A MAN who would otherwise be quite old has stopped the ageing process in its tracks by only pursuing much younger women.
Dave, not hos real name, from Redhil, 51, was concerned about ageing and eventually dying until he located a fountain of youth in the form of women who have no memories of the 1990s.
He explained: “I’ve never felt younger. People say things like ‘she’s young enough to be your daughter’ but that’s the whole point, I need to feed off her abundant life force.
“Sure, I’ve got more in common with women my own age, like knowing where we were on 9/11, but who wants to talk about that? Also their sagging, withered faces remind me of myself.
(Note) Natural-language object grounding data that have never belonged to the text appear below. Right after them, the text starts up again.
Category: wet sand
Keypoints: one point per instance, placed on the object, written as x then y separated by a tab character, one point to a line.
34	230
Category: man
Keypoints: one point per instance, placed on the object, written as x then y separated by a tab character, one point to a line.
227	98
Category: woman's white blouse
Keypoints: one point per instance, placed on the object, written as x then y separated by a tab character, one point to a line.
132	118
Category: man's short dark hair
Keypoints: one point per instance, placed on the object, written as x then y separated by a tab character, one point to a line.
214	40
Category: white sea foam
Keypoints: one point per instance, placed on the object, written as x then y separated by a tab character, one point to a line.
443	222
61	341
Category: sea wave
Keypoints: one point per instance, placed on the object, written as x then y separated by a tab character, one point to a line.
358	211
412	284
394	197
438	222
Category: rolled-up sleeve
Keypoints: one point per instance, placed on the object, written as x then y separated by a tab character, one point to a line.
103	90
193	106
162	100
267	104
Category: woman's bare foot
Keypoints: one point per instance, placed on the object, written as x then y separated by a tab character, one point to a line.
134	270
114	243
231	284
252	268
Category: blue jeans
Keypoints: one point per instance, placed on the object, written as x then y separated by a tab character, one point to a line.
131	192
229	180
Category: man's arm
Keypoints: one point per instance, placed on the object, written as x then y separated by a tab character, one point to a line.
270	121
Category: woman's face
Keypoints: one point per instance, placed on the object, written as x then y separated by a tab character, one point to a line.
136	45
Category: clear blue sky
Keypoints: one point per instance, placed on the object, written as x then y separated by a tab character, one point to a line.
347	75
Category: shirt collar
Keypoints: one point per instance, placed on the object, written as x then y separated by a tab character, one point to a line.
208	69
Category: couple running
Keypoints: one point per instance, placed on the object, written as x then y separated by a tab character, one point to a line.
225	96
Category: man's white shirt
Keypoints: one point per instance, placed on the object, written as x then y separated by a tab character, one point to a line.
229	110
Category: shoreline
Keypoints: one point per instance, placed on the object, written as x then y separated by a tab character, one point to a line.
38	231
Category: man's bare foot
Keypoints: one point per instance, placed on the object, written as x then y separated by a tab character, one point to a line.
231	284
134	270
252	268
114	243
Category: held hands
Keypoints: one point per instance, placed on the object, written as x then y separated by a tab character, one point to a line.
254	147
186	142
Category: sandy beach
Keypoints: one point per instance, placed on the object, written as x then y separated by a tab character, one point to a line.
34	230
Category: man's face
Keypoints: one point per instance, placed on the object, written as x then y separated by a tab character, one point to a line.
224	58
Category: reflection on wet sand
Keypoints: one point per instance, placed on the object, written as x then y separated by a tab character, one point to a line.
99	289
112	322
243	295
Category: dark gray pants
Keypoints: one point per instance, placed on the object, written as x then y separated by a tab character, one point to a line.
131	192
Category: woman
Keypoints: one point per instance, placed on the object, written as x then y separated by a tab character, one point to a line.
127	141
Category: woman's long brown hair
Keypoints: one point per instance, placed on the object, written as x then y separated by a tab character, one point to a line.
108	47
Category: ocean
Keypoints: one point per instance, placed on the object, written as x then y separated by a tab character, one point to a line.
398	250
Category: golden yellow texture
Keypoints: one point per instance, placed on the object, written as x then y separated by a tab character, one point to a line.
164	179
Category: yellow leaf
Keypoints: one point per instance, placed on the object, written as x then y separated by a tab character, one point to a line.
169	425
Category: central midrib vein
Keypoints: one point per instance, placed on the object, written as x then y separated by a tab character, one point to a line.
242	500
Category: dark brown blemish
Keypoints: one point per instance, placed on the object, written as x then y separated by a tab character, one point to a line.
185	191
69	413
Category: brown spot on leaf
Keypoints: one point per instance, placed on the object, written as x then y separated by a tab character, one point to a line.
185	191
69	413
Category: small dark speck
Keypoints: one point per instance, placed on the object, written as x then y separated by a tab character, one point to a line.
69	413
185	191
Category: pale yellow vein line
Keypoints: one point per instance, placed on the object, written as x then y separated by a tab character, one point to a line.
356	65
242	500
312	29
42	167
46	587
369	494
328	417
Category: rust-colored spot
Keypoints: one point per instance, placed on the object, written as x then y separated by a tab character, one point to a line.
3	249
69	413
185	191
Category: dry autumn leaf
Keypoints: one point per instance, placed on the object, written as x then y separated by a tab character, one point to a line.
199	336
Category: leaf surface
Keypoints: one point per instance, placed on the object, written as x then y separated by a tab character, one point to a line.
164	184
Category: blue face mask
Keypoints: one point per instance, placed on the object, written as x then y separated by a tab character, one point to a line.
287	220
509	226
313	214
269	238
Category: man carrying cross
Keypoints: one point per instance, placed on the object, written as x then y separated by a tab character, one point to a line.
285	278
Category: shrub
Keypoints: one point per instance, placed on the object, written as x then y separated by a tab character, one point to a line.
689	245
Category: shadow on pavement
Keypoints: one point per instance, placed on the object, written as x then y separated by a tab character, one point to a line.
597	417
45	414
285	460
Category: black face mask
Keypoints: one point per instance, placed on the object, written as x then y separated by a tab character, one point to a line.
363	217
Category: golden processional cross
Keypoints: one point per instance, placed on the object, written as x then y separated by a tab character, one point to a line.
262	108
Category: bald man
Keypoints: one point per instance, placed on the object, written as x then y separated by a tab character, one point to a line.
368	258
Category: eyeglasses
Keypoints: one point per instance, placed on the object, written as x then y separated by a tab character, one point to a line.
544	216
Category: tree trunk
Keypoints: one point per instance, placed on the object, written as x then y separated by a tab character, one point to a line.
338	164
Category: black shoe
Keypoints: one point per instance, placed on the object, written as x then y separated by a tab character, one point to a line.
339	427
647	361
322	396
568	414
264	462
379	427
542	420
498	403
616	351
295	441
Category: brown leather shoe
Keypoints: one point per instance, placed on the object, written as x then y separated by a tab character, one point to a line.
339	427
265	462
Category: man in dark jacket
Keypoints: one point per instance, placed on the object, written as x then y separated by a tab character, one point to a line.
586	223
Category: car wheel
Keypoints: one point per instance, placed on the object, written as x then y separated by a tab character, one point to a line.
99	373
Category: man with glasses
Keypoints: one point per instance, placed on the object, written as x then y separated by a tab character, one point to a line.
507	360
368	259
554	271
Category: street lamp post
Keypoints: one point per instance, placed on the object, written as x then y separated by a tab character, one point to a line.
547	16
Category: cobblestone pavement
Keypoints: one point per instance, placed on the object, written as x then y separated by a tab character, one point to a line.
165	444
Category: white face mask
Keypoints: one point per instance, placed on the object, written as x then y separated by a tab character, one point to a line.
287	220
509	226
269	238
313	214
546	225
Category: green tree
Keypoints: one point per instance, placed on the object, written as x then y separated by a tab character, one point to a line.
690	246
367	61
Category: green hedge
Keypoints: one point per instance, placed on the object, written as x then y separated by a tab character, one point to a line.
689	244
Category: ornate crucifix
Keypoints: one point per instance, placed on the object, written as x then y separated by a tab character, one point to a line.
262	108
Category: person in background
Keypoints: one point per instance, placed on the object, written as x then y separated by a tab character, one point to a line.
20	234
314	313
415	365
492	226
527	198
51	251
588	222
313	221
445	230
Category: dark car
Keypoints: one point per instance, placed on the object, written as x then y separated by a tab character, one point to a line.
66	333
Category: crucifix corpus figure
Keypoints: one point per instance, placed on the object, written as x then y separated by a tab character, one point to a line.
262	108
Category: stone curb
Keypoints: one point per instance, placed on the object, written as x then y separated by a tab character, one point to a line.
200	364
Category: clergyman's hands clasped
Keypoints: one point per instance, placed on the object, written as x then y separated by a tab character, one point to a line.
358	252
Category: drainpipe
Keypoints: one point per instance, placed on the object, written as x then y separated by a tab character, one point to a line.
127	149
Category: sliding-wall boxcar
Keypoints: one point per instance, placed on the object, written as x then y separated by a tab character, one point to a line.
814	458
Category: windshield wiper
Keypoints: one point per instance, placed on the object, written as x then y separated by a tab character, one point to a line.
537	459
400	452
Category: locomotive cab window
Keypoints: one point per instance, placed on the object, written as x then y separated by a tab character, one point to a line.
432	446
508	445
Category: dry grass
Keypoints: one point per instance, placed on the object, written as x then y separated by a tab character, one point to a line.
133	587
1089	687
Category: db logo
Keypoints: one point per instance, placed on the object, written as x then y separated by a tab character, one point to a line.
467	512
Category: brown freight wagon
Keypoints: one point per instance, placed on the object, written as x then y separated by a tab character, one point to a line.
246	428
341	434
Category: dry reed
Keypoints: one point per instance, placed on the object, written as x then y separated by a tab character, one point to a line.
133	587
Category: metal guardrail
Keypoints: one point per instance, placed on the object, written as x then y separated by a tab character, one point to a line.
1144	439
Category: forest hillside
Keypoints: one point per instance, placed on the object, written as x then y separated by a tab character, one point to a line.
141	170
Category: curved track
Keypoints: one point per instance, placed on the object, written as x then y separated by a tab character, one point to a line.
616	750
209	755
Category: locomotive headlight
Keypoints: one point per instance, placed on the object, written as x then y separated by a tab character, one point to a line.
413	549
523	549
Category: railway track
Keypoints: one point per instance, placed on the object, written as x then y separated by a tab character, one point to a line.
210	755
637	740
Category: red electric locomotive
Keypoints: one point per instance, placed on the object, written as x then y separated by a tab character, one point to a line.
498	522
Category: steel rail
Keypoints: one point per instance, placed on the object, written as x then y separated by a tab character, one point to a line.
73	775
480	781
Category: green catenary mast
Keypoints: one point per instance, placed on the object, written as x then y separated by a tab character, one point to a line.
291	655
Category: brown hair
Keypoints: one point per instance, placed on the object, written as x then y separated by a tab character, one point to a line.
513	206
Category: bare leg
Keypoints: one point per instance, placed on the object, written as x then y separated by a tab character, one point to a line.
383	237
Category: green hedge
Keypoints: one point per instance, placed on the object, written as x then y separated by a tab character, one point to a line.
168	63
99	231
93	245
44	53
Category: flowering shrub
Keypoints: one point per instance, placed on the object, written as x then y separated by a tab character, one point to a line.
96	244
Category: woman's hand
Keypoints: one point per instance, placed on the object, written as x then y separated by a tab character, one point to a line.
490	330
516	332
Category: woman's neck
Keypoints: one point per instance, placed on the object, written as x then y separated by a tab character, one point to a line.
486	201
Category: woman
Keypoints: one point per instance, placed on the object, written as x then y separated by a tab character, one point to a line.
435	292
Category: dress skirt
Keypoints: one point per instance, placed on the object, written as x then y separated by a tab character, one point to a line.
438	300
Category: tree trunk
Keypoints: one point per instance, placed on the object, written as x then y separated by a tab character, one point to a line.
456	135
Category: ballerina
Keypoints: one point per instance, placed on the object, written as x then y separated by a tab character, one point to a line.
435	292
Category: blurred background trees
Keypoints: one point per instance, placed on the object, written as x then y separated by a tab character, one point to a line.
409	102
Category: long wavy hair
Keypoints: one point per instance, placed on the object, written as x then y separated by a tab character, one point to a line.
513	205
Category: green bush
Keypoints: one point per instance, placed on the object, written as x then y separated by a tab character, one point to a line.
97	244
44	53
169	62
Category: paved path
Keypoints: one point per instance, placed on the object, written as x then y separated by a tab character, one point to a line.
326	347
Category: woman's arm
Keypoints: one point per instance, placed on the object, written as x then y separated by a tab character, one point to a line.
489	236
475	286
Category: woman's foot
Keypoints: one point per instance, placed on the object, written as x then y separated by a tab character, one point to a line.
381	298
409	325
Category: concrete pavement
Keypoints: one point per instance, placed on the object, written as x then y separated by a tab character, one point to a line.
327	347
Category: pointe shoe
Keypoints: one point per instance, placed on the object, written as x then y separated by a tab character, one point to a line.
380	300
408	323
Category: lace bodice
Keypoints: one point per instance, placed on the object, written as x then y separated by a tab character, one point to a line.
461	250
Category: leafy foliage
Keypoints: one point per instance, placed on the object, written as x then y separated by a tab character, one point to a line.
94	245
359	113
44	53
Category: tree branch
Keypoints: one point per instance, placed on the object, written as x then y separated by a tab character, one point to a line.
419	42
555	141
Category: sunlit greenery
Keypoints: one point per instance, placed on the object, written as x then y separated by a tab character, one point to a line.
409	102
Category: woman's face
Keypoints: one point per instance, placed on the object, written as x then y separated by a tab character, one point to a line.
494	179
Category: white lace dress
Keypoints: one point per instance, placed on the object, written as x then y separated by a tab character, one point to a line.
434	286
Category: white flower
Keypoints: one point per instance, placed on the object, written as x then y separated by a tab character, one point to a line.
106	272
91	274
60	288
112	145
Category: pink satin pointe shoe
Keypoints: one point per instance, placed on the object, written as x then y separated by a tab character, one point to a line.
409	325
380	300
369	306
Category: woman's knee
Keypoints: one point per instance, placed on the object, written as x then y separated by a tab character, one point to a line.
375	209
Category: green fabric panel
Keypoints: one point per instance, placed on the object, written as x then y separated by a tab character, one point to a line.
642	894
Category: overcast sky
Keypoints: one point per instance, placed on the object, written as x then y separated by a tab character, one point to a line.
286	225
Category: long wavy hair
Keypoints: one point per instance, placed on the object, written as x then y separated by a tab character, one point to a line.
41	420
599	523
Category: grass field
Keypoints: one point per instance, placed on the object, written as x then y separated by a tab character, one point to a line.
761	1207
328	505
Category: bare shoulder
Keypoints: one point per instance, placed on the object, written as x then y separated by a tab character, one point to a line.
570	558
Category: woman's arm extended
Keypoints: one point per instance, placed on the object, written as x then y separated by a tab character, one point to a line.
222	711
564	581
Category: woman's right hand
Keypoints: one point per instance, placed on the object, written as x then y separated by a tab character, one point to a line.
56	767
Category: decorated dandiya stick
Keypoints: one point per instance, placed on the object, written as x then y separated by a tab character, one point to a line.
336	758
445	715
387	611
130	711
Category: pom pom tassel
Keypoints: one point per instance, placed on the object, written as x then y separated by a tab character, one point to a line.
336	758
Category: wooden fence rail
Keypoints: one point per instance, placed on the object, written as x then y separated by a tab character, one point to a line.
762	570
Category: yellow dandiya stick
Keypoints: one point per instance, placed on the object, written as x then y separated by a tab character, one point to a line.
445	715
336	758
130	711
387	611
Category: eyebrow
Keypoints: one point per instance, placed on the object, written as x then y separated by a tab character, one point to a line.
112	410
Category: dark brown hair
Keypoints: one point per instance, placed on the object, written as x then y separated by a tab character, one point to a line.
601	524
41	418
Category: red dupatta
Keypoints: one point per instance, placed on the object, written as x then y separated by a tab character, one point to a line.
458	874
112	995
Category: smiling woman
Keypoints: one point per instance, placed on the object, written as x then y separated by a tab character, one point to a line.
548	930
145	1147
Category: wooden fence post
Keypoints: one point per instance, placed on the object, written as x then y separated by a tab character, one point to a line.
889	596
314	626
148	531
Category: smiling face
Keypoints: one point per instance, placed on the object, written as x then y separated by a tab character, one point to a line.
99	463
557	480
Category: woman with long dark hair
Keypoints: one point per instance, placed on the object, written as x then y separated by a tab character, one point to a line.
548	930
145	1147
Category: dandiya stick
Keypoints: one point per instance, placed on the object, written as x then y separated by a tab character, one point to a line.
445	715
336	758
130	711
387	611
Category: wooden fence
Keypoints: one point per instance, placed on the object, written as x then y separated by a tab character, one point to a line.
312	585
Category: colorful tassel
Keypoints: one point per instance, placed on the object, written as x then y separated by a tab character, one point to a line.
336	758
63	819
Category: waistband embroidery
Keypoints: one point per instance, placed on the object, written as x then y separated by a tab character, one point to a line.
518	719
That and the unforgiving march of time that will devour us all.
“In contrast my current partner Lucy is gorgeous, pert, and keeps me young with words like ‘rizz’ and references to people like Charli D’Amelio. Constantly having to Google what she’s talking about keeps my brain alert.
“Like a vampire I’ll sap her youth and if she starts talking about having children I’ll have to find a younger model. Nothing personal, Luce, it’s just that kids would drain all the extra life energy I’ve stored up.”
Dave’s partner Inge, not her real name, said: “Sure he’s got wrinkles on his eyes like my granddad, but at least I know Stephen won’t be out shagging other girls because his bedtime is 9pm. Also, he pays for all my stuff.
“I don’t mind the vampire bit because vampires are cool. And to be honest I did suck his current account dry yesterday on a shopping trip.”